Put it all together in custom reports

Three reports.  One of the above dimensions for each report.  The above filter applied as an exclude.

For all the above, measures should be, at minimum, visits and conversions.  The definition of Conversions, of course, will vary from site to site.  This Outsider post on creating custom conversion measures might be of interest.

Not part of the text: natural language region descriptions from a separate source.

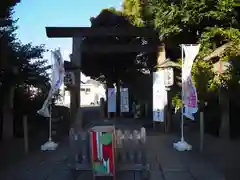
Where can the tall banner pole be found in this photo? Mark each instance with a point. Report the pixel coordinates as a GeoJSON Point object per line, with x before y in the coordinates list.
{"type": "Point", "coordinates": [189, 94]}
{"type": "Point", "coordinates": [46, 110]}
{"type": "Point", "coordinates": [182, 109]}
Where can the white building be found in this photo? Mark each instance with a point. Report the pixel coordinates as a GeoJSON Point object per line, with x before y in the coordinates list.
{"type": "Point", "coordinates": [91, 92]}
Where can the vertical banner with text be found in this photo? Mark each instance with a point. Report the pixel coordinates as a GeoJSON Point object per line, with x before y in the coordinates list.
{"type": "Point", "coordinates": [159, 96]}
{"type": "Point", "coordinates": [111, 100]}
{"type": "Point", "coordinates": [189, 91]}
{"type": "Point", "coordinates": [124, 100]}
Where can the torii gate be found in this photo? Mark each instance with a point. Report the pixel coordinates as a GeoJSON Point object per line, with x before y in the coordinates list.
{"type": "Point", "coordinates": [78, 33]}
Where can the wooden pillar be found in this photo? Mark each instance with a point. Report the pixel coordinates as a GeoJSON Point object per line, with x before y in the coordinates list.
{"type": "Point", "coordinates": [76, 116]}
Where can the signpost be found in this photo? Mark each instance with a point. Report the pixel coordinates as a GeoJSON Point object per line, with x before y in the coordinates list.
{"type": "Point", "coordinates": [124, 100]}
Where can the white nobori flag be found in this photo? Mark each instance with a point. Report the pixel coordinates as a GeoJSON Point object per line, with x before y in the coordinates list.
{"type": "Point", "coordinates": [188, 88]}
{"type": "Point", "coordinates": [57, 80]}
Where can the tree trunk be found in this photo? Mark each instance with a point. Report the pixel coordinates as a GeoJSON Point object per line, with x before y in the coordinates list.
{"type": "Point", "coordinates": [224, 131]}
{"type": "Point", "coordinates": [7, 131]}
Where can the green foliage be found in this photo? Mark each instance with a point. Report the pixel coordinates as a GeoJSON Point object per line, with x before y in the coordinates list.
{"type": "Point", "coordinates": [21, 65]}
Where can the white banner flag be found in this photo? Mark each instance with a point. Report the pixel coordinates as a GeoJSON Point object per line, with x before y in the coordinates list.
{"type": "Point", "coordinates": [188, 88]}
{"type": "Point", "coordinates": [124, 100]}
{"type": "Point", "coordinates": [111, 100]}
{"type": "Point", "coordinates": [57, 80]}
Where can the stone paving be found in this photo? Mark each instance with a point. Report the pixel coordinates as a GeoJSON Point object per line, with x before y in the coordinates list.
{"type": "Point", "coordinates": [165, 164]}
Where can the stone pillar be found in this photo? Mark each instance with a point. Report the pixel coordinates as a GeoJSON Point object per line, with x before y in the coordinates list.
{"type": "Point", "coordinates": [76, 117]}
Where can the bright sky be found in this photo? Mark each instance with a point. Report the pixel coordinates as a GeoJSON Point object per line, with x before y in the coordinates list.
{"type": "Point", "coordinates": [35, 15]}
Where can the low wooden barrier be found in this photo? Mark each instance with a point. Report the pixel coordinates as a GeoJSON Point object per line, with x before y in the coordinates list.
{"type": "Point", "coordinates": [128, 151]}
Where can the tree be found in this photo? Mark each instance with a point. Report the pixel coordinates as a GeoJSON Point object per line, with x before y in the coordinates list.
{"type": "Point", "coordinates": [21, 67]}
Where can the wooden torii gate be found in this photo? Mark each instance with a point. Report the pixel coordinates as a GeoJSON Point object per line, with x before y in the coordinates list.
{"type": "Point", "coordinates": [79, 33]}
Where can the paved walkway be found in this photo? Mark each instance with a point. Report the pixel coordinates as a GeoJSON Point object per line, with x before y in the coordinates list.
{"type": "Point", "coordinates": [165, 164]}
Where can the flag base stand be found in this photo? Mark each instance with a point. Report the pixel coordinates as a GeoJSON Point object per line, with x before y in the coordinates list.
{"type": "Point", "coordinates": [182, 146]}
{"type": "Point", "coordinates": [49, 146]}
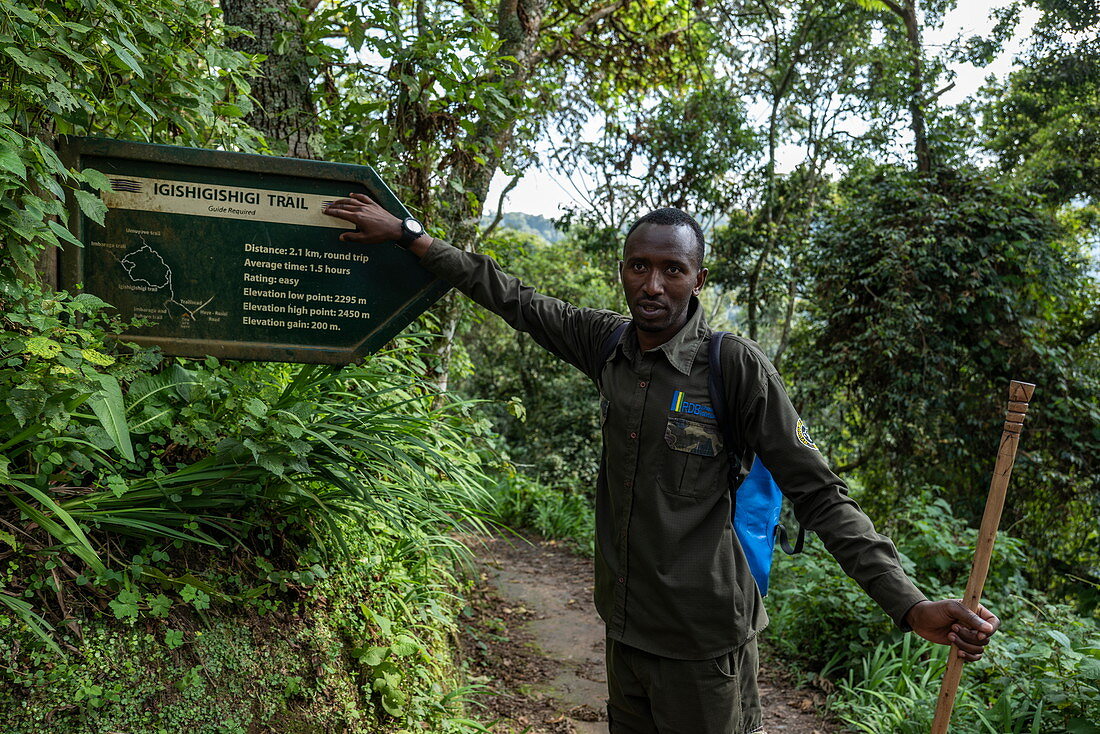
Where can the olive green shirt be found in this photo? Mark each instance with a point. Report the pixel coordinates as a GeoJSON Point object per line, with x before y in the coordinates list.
{"type": "Point", "coordinates": [671, 578]}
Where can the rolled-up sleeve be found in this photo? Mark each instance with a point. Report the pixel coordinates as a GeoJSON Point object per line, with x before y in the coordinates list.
{"type": "Point", "coordinates": [571, 333]}
{"type": "Point", "coordinates": [771, 427]}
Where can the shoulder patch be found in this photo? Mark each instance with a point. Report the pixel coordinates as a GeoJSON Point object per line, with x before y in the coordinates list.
{"type": "Point", "coordinates": [803, 434]}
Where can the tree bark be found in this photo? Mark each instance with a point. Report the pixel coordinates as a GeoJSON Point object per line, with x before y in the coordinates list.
{"type": "Point", "coordinates": [460, 207]}
{"type": "Point", "coordinates": [908, 13]}
{"type": "Point", "coordinates": [284, 111]}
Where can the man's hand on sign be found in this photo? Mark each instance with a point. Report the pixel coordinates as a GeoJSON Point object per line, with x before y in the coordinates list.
{"type": "Point", "coordinates": [950, 622]}
{"type": "Point", "coordinates": [373, 223]}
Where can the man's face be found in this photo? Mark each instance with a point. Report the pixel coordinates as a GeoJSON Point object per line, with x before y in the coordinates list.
{"type": "Point", "coordinates": [660, 275]}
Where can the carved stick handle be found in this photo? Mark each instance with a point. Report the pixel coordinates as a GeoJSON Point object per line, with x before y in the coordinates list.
{"type": "Point", "coordinates": [1020, 394]}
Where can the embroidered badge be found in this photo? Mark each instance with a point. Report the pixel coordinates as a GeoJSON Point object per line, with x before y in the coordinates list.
{"type": "Point", "coordinates": [680, 405]}
{"type": "Point", "coordinates": [803, 434]}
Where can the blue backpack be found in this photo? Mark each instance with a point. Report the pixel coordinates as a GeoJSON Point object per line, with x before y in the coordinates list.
{"type": "Point", "coordinates": [756, 497]}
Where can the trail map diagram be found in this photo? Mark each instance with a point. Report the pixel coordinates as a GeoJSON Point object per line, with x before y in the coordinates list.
{"type": "Point", "coordinates": [145, 266]}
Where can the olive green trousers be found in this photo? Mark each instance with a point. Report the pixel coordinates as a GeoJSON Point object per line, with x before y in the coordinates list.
{"type": "Point", "coordinates": [652, 694]}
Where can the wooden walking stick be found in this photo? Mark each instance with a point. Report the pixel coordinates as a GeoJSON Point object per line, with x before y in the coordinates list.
{"type": "Point", "coordinates": [1019, 396]}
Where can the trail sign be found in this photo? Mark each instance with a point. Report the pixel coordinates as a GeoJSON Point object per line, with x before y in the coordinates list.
{"type": "Point", "coordinates": [229, 254]}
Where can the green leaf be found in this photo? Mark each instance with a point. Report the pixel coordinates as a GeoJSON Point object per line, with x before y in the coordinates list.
{"type": "Point", "coordinates": [33, 622]}
{"type": "Point", "coordinates": [42, 347]}
{"type": "Point", "coordinates": [110, 409]}
{"type": "Point", "coordinates": [90, 205]}
{"type": "Point", "coordinates": [117, 485]}
{"type": "Point", "coordinates": [405, 646]}
{"type": "Point", "coordinates": [63, 232]}
{"type": "Point", "coordinates": [371, 656]}
{"type": "Point", "coordinates": [97, 358]}
{"type": "Point", "coordinates": [11, 162]}
{"type": "Point", "coordinates": [173, 638]}
{"type": "Point", "coordinates": [125, 604]}
{"type": "Point", "coordinates": [124, 56]}
{"type": "Point", "coordinates": [32, 65]}
{"type": "Point", "coordinates": [256, 407]}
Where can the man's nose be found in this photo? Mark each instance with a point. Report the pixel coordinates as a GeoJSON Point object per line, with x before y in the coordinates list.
{"type": "Point", "coordinates": [653, 284]}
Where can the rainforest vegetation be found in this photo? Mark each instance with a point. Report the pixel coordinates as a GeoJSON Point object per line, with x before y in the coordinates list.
{"type": "Point", "coordinates": [219, 546]}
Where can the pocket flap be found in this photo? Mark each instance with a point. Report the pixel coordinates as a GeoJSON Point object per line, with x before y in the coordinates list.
{"type": "Point", "coordinates": [693, 437]}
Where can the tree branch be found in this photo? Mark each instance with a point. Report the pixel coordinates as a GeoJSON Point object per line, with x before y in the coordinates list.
{"type": "Point", "coordinates": [499, 207]}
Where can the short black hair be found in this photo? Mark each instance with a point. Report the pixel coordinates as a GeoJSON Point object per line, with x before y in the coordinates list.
{"type": "Point", "coordinates": [673, 217]}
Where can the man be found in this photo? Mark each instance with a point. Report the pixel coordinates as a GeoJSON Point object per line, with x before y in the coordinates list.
{"type": "Point", "coordinates": [672, 584]}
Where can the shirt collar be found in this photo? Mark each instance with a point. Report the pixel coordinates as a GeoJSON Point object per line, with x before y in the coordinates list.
{"type": "Point", "coordinates": [681, 349]}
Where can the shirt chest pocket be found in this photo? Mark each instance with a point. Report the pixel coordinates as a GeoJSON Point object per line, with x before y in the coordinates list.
{"type": "Point", "coordinates": [692, 464]}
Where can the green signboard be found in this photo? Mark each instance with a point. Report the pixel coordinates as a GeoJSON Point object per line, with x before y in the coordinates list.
{"type": "Point", "coordinates": [229, 254]}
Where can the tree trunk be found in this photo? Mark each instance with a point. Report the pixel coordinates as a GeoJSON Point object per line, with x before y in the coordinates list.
{"type": "Point", "coordinates": [460, 207]}
{"type": "Point", "coordinates": [908, 13]}
{"type": "Point", "coordinates": [284, 111]}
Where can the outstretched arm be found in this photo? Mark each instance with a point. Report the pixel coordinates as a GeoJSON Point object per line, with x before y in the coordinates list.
{"type": "Point", "coordinates": [574, 335]}
{"type": "Point", "coordinates": [950, 622]}
{"type": "Point", "coordinates": [374, 225]}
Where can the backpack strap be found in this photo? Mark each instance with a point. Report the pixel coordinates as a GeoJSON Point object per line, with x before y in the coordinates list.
{"type": "Point", "coordinates": [608, 347]}
{"type": "Point", "coordinates": [717, 387]}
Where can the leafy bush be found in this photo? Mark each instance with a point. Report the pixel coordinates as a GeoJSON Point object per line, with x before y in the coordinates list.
{"type": "Point", "coordinates": [250, 458]}
{"type": "Point", "coordinates": [556, 437]}
{"type": "Point", "coordinates": [1041, 672]}
{"type": "Point", "coordinates": [520, 502]}
{"type": "Point", "coordinates": [366, 648]}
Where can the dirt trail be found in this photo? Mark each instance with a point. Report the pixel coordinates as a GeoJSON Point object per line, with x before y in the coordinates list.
{"type": "Point", "coordinates": [534, 639]}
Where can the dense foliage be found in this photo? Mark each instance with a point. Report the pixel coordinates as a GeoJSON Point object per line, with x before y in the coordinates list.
{"type": "Point", "coordinates": [151, 504]}
{"type": "Point", "coordinates": [919, 322]}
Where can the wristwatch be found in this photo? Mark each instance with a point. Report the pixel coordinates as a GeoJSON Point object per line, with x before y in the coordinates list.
{"type": "Point", "coordinates": [410, 229]}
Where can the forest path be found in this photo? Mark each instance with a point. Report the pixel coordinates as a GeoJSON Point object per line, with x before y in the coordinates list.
{"type": "Point", "coordinates": [532, 637]}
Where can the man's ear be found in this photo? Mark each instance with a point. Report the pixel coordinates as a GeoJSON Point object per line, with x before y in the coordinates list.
{"type": "Point", "coordinates": [700, 280]}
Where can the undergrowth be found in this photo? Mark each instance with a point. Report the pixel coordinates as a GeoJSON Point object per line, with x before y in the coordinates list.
{"type": "Point", "coordinates": [369, 647]}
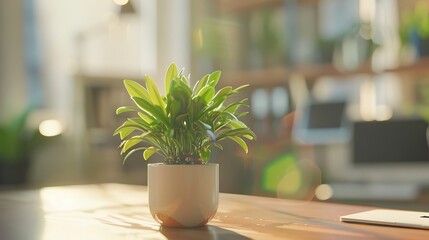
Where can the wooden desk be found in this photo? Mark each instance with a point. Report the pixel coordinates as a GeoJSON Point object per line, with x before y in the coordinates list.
{"type": "Point", "coordinates": [115, 211]}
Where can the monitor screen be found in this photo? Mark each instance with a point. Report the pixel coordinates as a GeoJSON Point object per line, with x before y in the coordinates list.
{"type": "Point", "coordinates": [393, 141]}
{"type": "Point", "coordinates": [322, 123]}
{"type": "Point", "coordinates": [326, 115]}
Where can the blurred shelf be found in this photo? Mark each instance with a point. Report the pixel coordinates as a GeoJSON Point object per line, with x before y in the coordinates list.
{"type": "Point", "coordinates": [234, 6]}
{"type": "Point", "coordinates": [280, 75]}
{"type": "Point", "coordinates": [93, 80]}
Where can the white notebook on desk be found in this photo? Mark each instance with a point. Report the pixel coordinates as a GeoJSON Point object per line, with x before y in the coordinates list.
{"type": "Point", "coordinates": [395, 218]}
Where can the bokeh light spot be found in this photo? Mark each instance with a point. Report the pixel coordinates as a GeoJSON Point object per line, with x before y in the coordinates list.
{"type": "Point", "coordinates": [324, 192]}
{"type": "Point", "coordinates": [275, 172]}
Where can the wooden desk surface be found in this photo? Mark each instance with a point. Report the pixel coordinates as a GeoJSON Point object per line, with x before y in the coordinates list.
{"type": "Point", "coordinates": [115, 211]}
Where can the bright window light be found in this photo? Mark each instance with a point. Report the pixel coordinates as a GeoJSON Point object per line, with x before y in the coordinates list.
{"type": "Point", "coordinates": [50, 128]}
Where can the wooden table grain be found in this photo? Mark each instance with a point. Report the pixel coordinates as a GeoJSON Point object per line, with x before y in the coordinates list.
{"type": "Point", "coordinates": [116, 211]}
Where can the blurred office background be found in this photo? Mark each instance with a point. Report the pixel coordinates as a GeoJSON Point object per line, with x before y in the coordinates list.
{"type": "Point", "coordinates": [339, 94]}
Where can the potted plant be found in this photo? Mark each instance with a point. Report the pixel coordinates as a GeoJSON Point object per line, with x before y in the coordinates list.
{"type": "Point", "coordinates": [17, 142]}
{"type": "Point", "coordinates": [182, 127]}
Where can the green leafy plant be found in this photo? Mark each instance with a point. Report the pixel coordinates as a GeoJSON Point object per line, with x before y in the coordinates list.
{"type": "Point", "coordinates": [186, 123]}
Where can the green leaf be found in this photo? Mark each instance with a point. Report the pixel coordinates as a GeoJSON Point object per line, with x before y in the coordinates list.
{"type": "Point", "coordinates": [126, 109]}
{"type": "Point", "coordinates": [130, 143]}
{"type": "Point", "coordinates": [241, 87]}
{"type": "Point", "coordinates": [125, 132]}
{"type": "Point", "coordinates": [149, 152]}
{"type": "Point", "coordinates": [131, 152]}
{"type": "Point", "coordinates": [205, 154]}
{"type": "Point", "coordinates": [200, 84]}
{"type": "Point", "coordinates": [151, 109]}
{"type": "Point", "coordinates": [206, 94]}
{"type": "Point", "coordinates": [235, 132]}
{"type": "Point", "coordinates": [147, 118]}
{"type": "Point", "coordinates": [240, 142]}
{"type": "Point", "coordinates": [234, 124]}
{"type": "Point", "coordinates": [134, 89]}
{"type": "Point", "coordinates": [214, 78]}
{"type": "Point", "coordinates": [126, 127]}
{"type": "Point", "coordinates": [154, 94]}
{"type": "Point", "coordinates": [171, 73]}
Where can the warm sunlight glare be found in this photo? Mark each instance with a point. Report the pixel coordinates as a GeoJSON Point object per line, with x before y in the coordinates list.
{"type": "Point", "coordinates": [121, 2]}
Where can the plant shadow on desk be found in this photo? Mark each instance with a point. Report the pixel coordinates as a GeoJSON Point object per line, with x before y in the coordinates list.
{"type": "Point", "coordinates": [208, 232]}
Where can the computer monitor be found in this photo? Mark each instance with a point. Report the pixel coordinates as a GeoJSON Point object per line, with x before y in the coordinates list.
{"type": "Point", "coordinates": [322, 123]}
{"type": "Point", "coordinates": [401, 141]}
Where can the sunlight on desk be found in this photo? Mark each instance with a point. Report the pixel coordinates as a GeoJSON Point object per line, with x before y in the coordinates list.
{"type": "Point", "coordinates": [115, 211]}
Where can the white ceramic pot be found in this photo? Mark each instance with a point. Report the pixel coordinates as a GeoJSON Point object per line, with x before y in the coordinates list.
{"type": "Point", "coordinates": [183, 195]}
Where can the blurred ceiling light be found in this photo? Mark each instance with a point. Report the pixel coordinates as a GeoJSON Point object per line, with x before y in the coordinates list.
{"type": "Point", "coordinates": [260, 103]}
{"type": "Point", "coordinates": [367, 10]}
{"type": "Point", "coordinates": [280, 101]}
{"type": "Point", "coordinates": [50, 128]}
{"type": "Point", "coordinates": [199, 36]}
{"type": "Point", "coordinates": [324, 192]}
{"type": "Point", "coordinates": [384, 113]}
{"type": "Point", "coordinates": [120, 2]}
{"type": "Point", "coordinates": [127, 8]}
{"type": "Point", "coordinates": [367, 103]}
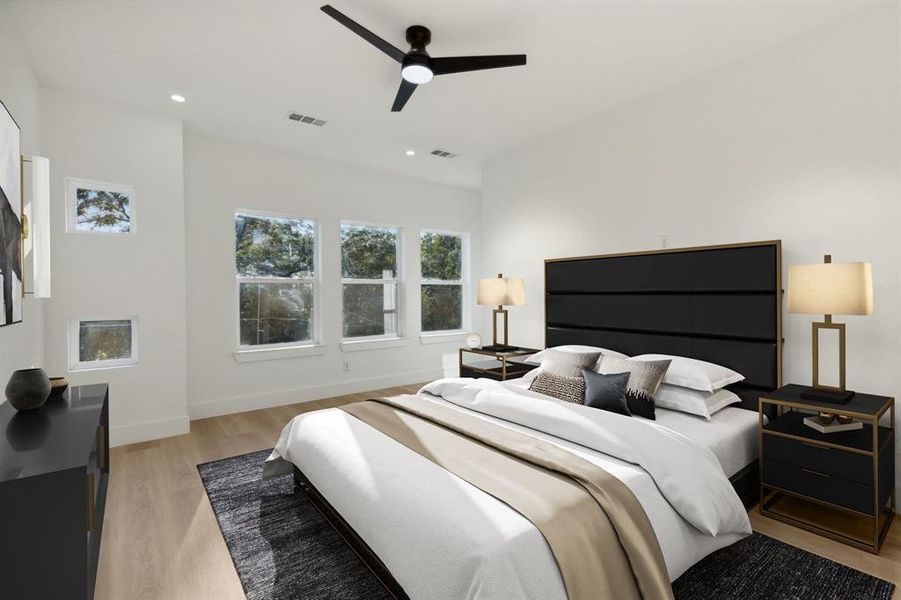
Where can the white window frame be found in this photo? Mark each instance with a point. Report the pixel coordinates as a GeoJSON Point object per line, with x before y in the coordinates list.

Some cynicism about latency

We’re not totally convinced in the first place that the “most recent campaign” deserves much credit for a later visit.  “First campaign ever” on the other hand might deserve some credit for subsequent activity, because that first campaign may have introduced the visitor to the site, and that’s a very important role.  “Most recent campaign” makes sense for some web sites and certain kinds of campaigns, not so much for others.  It’s up to you, dear reader, to decide whether you are in the “some” or the “other” category as described above.  

Unreliable data

Just to remind you of this unhappy fact of analytics life … Campaign latency reporting relies on persistent cookies no matter what analytics tool you’re using.  Therefore, campaign history is gonna under-report actual residual behavior.  The first campaign visit often gets disconnected from later visits.  Because people delete cookies.  They use more than one computer.  And so on.  The more time has gone by since a given campaign visit, the more likely it is that the cookie deletion problem has made the connection between a visitor’s visits gone, gone, gone.    

Not just campaigns

Need we mention – all of the above can be done in WT Analytics for Search-related visits.  WebTrends has visitor history parameters for all search, paid search only, and organic search only.  Do a search in the documentation for one of the Visitor History parameters above and you’ll land in the section that lists all the VH parameters.